Durante a cerimónia, o novo Provedor destacou que a principal missão da instituição passa por garantir o respeito pelos direitos, liberdades e garantias dos cidadãos, actuando como mediadora na resolução de conflitos entre os cidadãos e a Administração Pública.
“O Provedor não substitui as instituições.
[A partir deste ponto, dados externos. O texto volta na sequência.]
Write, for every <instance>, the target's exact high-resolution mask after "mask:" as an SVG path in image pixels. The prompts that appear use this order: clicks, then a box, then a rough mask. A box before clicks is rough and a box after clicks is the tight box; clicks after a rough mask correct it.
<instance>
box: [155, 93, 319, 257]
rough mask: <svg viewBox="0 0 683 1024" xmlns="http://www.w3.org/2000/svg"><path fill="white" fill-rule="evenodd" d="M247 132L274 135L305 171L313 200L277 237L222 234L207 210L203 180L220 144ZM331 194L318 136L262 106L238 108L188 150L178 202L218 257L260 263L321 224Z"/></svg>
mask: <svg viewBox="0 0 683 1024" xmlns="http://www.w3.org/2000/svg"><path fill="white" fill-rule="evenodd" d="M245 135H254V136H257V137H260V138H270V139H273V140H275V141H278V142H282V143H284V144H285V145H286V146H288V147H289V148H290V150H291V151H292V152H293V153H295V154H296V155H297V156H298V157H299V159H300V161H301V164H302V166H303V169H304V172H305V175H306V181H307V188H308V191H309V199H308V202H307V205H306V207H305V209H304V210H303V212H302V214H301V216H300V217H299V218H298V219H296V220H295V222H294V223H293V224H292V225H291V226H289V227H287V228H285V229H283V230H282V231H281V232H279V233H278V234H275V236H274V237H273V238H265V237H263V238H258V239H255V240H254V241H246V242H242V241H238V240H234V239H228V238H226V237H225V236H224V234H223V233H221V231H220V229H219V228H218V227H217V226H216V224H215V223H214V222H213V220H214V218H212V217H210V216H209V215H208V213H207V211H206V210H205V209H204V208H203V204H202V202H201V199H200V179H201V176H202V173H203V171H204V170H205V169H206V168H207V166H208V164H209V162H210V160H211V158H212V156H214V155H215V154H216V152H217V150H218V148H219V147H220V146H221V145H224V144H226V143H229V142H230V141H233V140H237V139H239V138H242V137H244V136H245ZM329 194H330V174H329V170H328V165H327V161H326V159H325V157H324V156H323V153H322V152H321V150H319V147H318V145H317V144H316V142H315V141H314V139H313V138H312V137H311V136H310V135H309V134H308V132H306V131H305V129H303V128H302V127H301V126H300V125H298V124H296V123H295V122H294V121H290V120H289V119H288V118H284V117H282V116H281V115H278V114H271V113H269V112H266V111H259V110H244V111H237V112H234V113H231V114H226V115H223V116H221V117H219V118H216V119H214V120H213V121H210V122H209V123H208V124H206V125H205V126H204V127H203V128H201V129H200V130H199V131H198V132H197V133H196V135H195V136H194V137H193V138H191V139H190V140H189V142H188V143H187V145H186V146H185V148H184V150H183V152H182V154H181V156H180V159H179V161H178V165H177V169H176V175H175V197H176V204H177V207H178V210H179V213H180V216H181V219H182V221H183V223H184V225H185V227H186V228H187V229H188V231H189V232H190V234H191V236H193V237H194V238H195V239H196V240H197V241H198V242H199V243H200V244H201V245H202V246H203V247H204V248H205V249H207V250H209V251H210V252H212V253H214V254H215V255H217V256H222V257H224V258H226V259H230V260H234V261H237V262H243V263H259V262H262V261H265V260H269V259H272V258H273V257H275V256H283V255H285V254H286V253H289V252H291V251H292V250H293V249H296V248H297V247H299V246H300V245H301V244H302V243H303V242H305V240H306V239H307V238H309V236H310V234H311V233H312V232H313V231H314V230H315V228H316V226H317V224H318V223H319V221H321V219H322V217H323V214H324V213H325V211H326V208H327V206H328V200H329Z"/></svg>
Colabora com elas, ajudando os cidadãos a resolver os seus problemas e contribuindo para a reposição da legalidade”, afirmou João Francisco.
Expansão dos Serviços e Maior Proximidade
Entre as prioridades do mandato, João Francisco apontou o reforço da presença da Provedoria de Justiça nas províncias e nas zonas mais distantes do país. Para alcançar esse objectivo, defendeu uma maior utilização das tecnologias digitais e o fortalecimento das estruturas locais da instituição.

Segundo o responsável, a descentralização dos serviços será essencial para garantir que mais cidadãos tenham acesso aos mecanismos de defesa dos seus direitos.
Conflitos Laborais e Questões Fundiárias Entre as Principais Queixas
O novo Provedor identificou os conflitos laborais, despedimentos considerados abusivos, disputas de terras e direitos fundiários, bem como questões ligadas ao sistema prisional, entre os assuntos que mais motivam reclamações junto da instituição.
João Francisco observou ainda que os dados disponíveis revelam um crescimento do número de queixas apresentadas pelos cidadãos, um indicador que associa ao aumento da procura por mecanismos de protecção e defesa dos direitos fundamentais.

Novo Ciclo na Provedoria de Justiça
A posse de João Manuel Francisco marca o início de uma nova etapa na Provedoria de Justiça, sucedendo a Florbela Araújo. A instituição desempenha um papel fundamental na promoção da legalidade, da boa governação e na defesa dos cidadãos perante actos da Administração Pública.